I ricordi arrivarono all’improvviso, come una tempesta. Il cuore le si strinse per il dolore che aveva cercato di soffocare. Fulvia non avrebbe mai immaginato che la sua vita, costruita con tanta fatica, potesse crollare in un istante. Lei e Vittorio avevano affrontato tutto insieme: comprato una casa fuori città, aperto una piccola pasticceria, sognato una famiglia. Lei si era immersa nel lavoro, scalando posizioni, dimenticandosi di sé stessa. E oggi Vittorio l’aveva colpita. Aveva afferrato il cappotto ed era corsa via, sotto la pioggia gelida.

Con sé aveva solo il passaporto, la carta di credito e il telefono, che ormai non funzionava più.

— Il suo telefono è completamente bagnato — osservò Sandro, cercando di cambiare argomento.

Fulvia realizzò all’improvviso che non aveva un posto dove andare. Una città straniera, niente amici, niente famiglia. Si sentiva sola, persa nel vuoto. Le lacrime iniziarono a scorrere, e per la prima volta dopo anni, si lasciò andare.

— Piange per il telefono? Posso ripararlo — disse lui, con gentilezza.

— Perché le importa di me? Non ci conosciamo neanche! — sbottò Fulvia, ma nella voce c’era più disperazione che rabbia.

— Non mi arrabbio, è solo che… l’ho vista e ho capito che qualcosa non andava. Volevo aiutarla — rispose tranquillo.

Fulvia respirò profondamente, cercando di calmarsi, e decise di raccontare la sua storia a quell’estraneo.

— Sono arrivata qui dodici anni fa da Venezia. I miei genitori sono rimasti là, ormai ci sentiamo a malapena. Tutti questi anni ho vissuto per il lavoro. Amici non ne ho mai avuti — non c’era tempo. Ogni minuto era dedicato ai progetti, alla pasticceria, ai sogni per il futuro. Credevo fosse giusto. E oggi… Vittorio è tornato a casa arrabbiato. L’ho invitato a cena, ma ha iniziato a urlare perché non avevo comprato il suo vino preferito. Non l’ho comprato di proposito, beve già troppo. Ho taciuto per evitare litigi, ma lui… mi ha colpita. Ho una costola dolorante, mi fa male anche respirare.

— Lo capisco — mormorò Sandro. — Mia cugina ha vissuto con un uomo così. So quanto sia difficile. Mi lasci aiutare.

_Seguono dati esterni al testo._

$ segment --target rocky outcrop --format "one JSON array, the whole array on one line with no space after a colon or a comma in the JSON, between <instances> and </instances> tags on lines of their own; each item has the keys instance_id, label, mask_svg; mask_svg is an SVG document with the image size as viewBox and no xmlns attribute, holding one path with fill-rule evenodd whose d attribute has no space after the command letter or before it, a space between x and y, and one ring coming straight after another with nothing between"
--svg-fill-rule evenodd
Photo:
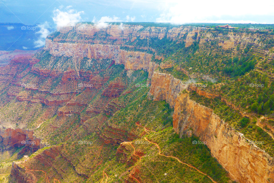
<instances>
[{"instance_id":1,"label":"rocky outcrop","mask_svg":"<svg viewBox=\"0 0 274 183\"><path fill-rule=\"evenodd\" d=\"M94 36L96 33L103 31L110 35L109 39L128 39L139 37L141 39L150 37L162 39L165 36L175 39L183 37L189 27L181 26L171 29L167 27L145 27L141 25L109 25L105 27L100 27L96 24L77 24L74 27L67 26L61 29L60 32L67 33L74 29L77 33Z\"/></svg>"},{"instance_id":2,"label":"rocky outcrop","mask_svg":"<svg viewBox=\"0 0 274 183\"><path fill-rule=\"evenodd\" d=\"M155 72L149 92L154 100L174 108L173 127L181 136L193 133L207 142L212 156L241 183L269 182L274 179L274 159L232 128L212 109L190 99L182 82Z\"/></svg>"},{"instance_id":3,"label":"rocky outcrop","mask_svg":"<svg viewBox=\"0 0 274 183\"><path fill-rule=\"evenodd\" d=\"M103 91L102 95L109 97L117 97L123 92L125 87L122 82L111 82Z\"/></svg>"},{"instance_id":4,"label":"rocky outcrop","mask_svg":"<svg viewBox=\"0 0 274 183\"><path fill-rule=\"evenodd\" d=\"M124 65L126 70L143 69L148 72L150 77L153 71L158 65L151 62L153 56L151 54L120 49L120 46L117 45L60 43L47 39L45 49L49 50L50 53L55 56L111 59L115 61L115 64ZM157 55L155 58L158 59L163 58ZM32 71L45 77L49 75L58 77L62 73L62 72L51 73L51 72L55 71L44 71L35 68L32 68Z\"/></svg>"},{"instance_id":5,"label":"rocky outcrop","mask_svg":"<svg viewBox=\"0 0 274 183\"><path fill-rule=\"evenodd\" d=\"M31 66L32 66L40 61L40 60L39 59L30 56L21 57L12 59L11 61L11 64L29 64Z\"/></svg>"},{"instance_id":6,"label":"rocky outcrop","mask_svg":"<svg viewBox=\"0 0 274 183\"><path fill-rule=\"evenodd\" d=\"M33 153L40 148L40 139L33 137L32 131L20 128L0 129L0 150L9 150L14 148L24 148L19 155Z\"/></svg>"}]
</instances>

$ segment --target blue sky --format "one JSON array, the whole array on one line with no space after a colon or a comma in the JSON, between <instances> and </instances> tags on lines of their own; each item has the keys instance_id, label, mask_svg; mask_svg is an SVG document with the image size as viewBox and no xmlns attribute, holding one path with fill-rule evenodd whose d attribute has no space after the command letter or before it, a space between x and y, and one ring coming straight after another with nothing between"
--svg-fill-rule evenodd
<instances>
[{"instance_id":1,"label":"blue sky","mask_svg":"<svg viewBox=\"0 0 274 183\"><path fill-rule=\"evenodd\" d=\"M66 16L85 21L274 23L274 1L269 0L0 0L0 22L53 27Z\"/></svg>"}]
</instances>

— Perché dovrebbe importarle delle mie disgrazie? — rispose stanca. — Non è la prima volta. Starò qualche giorno da un’amica, poi tornerò. Lui mi chiamerà, chiederà scusa. Come sempre.

— Ma il suo telefono non funziona — fece notare lui.

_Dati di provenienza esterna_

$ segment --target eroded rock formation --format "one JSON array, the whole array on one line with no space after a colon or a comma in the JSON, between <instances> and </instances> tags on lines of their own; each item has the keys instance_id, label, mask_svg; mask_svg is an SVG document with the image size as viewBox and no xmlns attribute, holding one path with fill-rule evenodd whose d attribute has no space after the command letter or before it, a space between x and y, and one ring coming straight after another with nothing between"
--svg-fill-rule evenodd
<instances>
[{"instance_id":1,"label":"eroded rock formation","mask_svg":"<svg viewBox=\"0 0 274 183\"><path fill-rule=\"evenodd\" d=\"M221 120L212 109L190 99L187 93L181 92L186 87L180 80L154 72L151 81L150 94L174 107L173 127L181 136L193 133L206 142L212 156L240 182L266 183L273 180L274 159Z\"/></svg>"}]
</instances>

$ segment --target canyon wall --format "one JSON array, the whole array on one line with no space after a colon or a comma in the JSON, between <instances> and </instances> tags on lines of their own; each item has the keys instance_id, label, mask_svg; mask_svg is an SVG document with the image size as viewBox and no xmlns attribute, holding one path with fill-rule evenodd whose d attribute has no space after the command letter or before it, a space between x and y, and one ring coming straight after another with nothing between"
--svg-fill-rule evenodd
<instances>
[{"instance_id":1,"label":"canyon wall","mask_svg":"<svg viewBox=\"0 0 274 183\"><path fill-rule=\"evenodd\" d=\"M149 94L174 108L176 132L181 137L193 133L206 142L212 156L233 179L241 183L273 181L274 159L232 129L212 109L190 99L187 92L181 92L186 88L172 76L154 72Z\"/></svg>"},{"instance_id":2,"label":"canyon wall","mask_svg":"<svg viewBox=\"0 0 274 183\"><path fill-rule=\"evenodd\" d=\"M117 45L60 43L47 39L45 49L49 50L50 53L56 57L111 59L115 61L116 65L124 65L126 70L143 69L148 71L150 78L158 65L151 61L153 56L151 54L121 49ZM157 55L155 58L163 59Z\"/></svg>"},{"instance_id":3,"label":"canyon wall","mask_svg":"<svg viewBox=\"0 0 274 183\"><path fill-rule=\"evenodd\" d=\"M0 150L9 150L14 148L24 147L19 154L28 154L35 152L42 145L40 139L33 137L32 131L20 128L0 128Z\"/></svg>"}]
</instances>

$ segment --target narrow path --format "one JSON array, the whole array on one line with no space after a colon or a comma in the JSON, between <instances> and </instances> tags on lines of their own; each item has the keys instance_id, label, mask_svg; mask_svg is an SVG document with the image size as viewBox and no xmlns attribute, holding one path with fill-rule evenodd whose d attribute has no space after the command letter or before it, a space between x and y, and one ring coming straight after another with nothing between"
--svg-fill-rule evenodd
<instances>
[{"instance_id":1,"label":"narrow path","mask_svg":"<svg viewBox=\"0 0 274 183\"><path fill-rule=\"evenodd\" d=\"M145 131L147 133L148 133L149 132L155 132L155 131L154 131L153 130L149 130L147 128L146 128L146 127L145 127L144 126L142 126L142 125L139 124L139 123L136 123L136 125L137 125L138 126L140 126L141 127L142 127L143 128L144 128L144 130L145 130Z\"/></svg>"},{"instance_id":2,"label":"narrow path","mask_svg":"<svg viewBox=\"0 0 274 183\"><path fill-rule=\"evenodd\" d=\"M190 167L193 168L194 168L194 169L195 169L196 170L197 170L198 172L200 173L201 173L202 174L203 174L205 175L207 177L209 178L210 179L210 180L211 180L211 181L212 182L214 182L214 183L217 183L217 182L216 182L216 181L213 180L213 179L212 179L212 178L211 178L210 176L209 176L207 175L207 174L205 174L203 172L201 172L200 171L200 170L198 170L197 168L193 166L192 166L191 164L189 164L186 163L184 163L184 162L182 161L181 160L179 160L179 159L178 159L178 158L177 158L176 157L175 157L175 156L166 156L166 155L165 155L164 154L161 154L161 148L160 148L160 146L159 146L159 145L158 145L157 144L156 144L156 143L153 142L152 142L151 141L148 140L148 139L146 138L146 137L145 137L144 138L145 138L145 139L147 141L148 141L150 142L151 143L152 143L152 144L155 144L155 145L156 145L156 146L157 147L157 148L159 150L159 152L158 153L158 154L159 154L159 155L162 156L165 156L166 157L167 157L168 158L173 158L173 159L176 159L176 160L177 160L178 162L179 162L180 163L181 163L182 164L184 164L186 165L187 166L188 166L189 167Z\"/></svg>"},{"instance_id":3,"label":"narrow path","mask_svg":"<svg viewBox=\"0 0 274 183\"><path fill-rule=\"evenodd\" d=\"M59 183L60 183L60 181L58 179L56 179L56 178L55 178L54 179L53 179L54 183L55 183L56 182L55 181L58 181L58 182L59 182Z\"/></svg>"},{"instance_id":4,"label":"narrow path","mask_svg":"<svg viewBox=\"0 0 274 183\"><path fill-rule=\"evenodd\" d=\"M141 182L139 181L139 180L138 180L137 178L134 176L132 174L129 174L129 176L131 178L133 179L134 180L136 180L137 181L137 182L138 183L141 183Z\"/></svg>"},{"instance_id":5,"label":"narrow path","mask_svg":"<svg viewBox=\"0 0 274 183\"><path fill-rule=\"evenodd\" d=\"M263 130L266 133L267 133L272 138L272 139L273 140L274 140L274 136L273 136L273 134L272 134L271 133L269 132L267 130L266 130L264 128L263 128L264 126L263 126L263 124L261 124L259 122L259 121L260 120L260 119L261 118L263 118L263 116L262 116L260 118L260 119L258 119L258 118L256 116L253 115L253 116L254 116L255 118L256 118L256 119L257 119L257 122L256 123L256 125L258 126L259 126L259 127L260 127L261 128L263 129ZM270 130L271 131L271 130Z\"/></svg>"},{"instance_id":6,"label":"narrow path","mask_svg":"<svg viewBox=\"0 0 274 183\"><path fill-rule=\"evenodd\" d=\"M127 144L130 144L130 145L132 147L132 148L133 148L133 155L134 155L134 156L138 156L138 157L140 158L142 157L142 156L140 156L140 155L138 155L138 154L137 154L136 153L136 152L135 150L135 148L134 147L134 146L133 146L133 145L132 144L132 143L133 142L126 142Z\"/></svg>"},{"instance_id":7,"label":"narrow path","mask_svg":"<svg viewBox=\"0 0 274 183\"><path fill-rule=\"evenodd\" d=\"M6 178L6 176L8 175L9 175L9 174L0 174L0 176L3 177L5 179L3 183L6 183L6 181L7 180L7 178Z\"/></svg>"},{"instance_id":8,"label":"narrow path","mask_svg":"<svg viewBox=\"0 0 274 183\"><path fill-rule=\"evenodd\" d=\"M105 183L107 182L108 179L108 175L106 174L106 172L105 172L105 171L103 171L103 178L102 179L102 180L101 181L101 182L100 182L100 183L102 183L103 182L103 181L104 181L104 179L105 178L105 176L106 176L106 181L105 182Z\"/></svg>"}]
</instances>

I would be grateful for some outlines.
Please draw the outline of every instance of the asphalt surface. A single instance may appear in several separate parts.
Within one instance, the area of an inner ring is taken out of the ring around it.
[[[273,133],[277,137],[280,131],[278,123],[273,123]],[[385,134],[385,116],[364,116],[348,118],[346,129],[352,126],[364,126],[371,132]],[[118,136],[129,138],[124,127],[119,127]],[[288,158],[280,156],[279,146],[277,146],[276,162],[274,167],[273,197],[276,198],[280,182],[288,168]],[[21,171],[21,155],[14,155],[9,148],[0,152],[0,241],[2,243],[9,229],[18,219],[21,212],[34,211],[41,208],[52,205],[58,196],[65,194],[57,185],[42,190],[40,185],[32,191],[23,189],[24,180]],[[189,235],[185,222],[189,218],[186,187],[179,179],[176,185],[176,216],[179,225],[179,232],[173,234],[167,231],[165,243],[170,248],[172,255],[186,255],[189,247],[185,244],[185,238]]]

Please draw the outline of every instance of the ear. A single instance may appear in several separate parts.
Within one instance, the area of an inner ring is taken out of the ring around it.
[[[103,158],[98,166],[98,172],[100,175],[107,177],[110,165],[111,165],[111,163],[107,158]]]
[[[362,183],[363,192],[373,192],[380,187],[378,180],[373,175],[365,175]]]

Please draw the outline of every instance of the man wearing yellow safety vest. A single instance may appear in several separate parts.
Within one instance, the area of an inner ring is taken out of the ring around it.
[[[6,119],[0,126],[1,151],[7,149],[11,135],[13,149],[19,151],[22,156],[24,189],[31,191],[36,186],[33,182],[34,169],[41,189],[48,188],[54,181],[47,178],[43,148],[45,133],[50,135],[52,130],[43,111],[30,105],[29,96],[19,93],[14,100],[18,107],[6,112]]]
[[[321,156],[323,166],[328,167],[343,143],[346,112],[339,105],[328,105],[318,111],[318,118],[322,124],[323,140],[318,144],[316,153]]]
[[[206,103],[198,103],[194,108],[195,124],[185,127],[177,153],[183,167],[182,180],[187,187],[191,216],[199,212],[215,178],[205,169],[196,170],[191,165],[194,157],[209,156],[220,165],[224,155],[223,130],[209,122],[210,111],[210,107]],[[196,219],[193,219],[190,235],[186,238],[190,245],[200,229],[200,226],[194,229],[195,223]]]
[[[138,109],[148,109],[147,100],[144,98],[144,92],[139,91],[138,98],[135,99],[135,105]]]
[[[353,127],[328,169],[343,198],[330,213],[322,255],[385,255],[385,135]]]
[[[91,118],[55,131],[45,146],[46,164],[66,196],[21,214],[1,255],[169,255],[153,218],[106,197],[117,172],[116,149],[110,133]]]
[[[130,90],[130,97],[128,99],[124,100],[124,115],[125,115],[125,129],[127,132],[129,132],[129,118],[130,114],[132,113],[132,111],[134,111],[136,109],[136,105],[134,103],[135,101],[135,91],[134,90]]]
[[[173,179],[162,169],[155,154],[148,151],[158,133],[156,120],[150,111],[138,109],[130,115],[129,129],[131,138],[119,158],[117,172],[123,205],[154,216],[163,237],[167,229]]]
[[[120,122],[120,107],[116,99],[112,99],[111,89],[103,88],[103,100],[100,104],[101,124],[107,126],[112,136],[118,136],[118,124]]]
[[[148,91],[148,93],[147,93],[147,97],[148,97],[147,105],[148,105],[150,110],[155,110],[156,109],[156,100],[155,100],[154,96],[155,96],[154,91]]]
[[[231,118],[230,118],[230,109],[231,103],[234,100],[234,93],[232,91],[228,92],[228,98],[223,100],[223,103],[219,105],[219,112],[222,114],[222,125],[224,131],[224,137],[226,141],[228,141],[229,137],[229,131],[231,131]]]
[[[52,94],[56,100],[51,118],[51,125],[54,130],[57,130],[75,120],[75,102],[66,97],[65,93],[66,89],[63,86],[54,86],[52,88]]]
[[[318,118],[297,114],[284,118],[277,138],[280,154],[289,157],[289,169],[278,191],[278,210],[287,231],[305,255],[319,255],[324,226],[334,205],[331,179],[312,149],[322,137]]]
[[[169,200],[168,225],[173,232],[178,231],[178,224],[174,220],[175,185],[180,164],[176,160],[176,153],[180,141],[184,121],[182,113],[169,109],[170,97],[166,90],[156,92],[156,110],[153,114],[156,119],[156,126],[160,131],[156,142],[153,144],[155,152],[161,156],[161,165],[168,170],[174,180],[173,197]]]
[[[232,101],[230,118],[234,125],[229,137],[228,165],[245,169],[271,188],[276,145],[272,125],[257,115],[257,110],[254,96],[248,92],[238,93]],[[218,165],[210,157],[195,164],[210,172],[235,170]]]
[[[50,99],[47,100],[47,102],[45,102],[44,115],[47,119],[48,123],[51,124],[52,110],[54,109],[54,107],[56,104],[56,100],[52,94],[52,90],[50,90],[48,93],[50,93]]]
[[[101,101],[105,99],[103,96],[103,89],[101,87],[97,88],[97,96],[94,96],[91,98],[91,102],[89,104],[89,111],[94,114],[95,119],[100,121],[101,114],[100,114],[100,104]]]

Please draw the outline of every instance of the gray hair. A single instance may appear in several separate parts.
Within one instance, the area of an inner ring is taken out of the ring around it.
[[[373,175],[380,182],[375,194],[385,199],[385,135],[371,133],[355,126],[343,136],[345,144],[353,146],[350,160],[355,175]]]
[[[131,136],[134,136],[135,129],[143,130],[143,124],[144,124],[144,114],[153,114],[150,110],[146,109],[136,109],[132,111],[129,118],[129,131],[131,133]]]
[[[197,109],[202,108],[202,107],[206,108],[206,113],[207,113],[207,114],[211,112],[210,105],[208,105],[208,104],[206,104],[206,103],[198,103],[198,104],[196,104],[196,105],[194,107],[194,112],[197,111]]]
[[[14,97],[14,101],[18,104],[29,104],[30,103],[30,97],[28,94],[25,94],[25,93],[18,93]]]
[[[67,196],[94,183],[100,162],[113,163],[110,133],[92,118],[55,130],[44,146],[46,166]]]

— Allora mi scuserò io — rise amara. — Che altro posso fare? Non ho alternative.

— E se fosse un segno? — disse improvvisamente. — Un segno che è il momento di cambiare tutto. Di ricominciare.

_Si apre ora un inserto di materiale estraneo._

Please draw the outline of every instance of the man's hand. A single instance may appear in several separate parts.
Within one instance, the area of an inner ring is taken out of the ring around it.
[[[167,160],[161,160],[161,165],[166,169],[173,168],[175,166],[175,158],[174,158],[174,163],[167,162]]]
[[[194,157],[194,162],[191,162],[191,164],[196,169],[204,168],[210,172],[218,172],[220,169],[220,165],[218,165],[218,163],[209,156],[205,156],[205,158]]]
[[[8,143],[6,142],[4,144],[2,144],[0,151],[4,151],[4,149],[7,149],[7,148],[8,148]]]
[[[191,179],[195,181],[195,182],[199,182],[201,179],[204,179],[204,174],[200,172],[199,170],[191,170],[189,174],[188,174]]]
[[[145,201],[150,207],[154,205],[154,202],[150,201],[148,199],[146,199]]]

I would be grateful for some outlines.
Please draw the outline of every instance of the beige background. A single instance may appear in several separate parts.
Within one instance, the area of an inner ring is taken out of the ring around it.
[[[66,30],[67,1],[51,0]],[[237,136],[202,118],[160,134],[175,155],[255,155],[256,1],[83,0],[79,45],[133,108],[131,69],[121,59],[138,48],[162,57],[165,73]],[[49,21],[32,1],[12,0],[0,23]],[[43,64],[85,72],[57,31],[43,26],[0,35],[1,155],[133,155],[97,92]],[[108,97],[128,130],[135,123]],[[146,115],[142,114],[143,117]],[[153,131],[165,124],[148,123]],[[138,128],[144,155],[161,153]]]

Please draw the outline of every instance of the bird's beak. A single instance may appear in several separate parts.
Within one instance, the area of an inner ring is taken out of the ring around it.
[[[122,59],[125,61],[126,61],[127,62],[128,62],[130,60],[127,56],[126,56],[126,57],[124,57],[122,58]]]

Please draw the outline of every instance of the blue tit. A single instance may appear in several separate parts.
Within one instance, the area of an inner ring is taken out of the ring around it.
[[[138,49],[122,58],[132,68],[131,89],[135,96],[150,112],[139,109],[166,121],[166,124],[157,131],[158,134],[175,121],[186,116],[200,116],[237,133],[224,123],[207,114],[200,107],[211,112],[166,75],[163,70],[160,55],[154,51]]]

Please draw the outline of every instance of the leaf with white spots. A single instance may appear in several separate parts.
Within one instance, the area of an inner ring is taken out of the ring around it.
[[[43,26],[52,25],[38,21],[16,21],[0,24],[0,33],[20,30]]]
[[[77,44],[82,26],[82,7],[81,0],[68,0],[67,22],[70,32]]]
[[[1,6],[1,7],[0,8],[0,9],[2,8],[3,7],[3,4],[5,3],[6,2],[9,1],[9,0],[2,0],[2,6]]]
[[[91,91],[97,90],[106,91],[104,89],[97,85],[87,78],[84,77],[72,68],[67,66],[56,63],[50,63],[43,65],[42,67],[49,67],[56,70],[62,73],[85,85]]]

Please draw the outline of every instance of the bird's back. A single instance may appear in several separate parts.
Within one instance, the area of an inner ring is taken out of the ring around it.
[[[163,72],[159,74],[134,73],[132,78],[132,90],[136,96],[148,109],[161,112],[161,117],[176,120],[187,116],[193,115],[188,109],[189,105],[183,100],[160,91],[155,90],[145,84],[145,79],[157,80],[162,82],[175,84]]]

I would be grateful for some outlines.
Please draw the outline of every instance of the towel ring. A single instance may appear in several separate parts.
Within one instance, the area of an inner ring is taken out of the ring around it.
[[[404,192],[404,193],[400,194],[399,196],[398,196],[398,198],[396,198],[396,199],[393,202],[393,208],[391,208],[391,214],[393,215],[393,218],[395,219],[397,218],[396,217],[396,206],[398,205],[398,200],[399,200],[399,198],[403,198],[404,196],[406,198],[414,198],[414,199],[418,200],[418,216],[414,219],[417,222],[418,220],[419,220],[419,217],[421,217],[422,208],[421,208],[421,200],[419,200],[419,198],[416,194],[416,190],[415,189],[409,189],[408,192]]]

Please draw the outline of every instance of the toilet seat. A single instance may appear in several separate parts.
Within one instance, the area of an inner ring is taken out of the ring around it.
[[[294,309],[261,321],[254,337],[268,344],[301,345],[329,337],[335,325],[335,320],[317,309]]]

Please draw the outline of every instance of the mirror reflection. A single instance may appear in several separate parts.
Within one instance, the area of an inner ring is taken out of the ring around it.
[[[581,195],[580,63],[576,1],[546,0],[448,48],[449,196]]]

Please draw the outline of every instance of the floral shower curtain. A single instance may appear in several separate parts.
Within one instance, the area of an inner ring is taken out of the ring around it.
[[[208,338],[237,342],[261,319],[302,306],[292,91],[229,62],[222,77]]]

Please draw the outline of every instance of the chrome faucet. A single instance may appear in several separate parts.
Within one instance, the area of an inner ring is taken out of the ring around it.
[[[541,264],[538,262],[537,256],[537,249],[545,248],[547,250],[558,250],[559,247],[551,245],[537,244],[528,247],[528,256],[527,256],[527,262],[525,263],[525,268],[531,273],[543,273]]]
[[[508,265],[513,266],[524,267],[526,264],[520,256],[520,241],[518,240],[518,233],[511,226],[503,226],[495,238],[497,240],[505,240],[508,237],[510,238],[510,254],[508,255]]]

Fulvia rimase in silenzio. L’idea di una vita nuova le era già balenata in mente, ma la paura l’aveva sempre fermata. Troppo investito in quegli anni, troppo perso. Ma ora, sotto il rumore della pioggia, le parole di Sandro suonavano come una salvezza.

— Venga con me in un posto — propose lui. — Lì sarà al sicuro, potrà restare quanto vuole. Riparerò il telefono, glielo porterò. Poi deciderà come vivere. Va bene?

— Grazie… — sussurrò Fulvia, sentendo per la prima volta quella sera un po’ di sollievo.

Espirò, come se si fosse tolta un peso enorme dalle spalle. Per la prima volta dopo anni, qualcuno si era preso cura di lei. Si meritava una pausa, anche solo per qualche giorno, dopo tanti anni di corsa infinita.